Panzers East and West

Panzers East and West

The German 10th SS Panzer Division from the Eastern Front to Normandy

Dieter Stenger

Stackpole Books, Guilford, Connecticut, 2017, 400 pages

Book Review published on: April 27, 2018

In Panzers East and West, author Dieter Stenger’s goal is to fill what he believes is a void in the history of World War II. He states that although much has been written about the Waffen-SS [Schutzstaffel], “relatively few operational histories of specific Waffen-SS units have appeared in English.” The author’s goal is to provide an operational history and to simultaneously answer questions about organization, equipment, and coordination within the German army and how SS units fought, thus providing readers an appreciation for how Waffen-SS units operated in battle.

Stenger succeeds in his goal with a combat chronology that answers all of his questions and provides a wealth of information about the 10th SS Panzer Division. This panzer division fought continuously from March 1944 through May 1945 with only short pauses between battles and without being fully resourced in either personnel or equipment.

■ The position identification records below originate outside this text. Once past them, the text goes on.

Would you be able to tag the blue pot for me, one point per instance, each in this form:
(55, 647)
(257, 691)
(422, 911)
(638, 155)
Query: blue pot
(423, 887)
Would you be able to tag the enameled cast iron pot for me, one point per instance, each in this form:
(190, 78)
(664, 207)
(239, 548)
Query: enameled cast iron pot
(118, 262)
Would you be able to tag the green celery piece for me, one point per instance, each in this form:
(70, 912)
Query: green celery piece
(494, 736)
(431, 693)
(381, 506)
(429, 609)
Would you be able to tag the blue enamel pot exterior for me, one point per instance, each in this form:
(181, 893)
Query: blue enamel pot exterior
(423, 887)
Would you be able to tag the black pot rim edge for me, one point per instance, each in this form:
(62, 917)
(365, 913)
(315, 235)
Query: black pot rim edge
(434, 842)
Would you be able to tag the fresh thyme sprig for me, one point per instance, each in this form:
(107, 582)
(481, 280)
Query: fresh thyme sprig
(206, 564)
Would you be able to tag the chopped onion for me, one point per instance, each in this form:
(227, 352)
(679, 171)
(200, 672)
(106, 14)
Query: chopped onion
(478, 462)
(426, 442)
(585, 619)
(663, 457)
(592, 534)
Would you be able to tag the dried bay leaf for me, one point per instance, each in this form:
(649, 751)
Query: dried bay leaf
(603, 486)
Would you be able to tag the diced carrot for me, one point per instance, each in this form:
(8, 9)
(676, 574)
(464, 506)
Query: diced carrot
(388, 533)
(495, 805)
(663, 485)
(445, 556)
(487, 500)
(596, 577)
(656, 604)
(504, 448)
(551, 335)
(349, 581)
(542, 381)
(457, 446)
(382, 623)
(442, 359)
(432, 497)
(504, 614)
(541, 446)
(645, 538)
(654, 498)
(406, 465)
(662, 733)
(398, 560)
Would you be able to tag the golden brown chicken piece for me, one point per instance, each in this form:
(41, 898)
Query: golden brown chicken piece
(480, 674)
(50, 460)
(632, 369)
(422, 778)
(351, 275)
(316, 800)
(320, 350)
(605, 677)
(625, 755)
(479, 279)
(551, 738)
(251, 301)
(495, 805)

Originally organized in 1942 to counter Allied landings in France, the 10th SS Panzer Division first moved to the fighting on the eastern front, then back to the western front after the Normandy landings, and finally they ended the war back on the eastern front.

Stenger begins each chapter with an overview of what is happening at the operational level in the theater and then provides an overview of the division’s operations by highlighting the tactical successes and defeats. This approach is particularly helpful as it puts events into context. Stenger intersperses reminiscences of division members throughout the chronology. These experiences include both combat operations and general life in the division, including the inevitable bureaucracy, and providing a human feel for the operations.

One of the more interesting conclusions from the book is that although individual soldiers may not have had combat experience, the officers and noncommissioned officers did. The author shows how the leaders’ combat experience made a difference in the combat success of the division, concluding that the division “repeatedly managed to reconstitute itself into a viable fighting formation.”

The book is well researched, with Stenger using a wealth of primary sources. The only shortfall is the lack of maps that would have been helpful in visualizing the division’s operations. Even without maps, Panzers East and West provides an abundance of information that historians will find useful. I recommend the book to those readers interested in World War II history, the history of the German army, or armored warfare.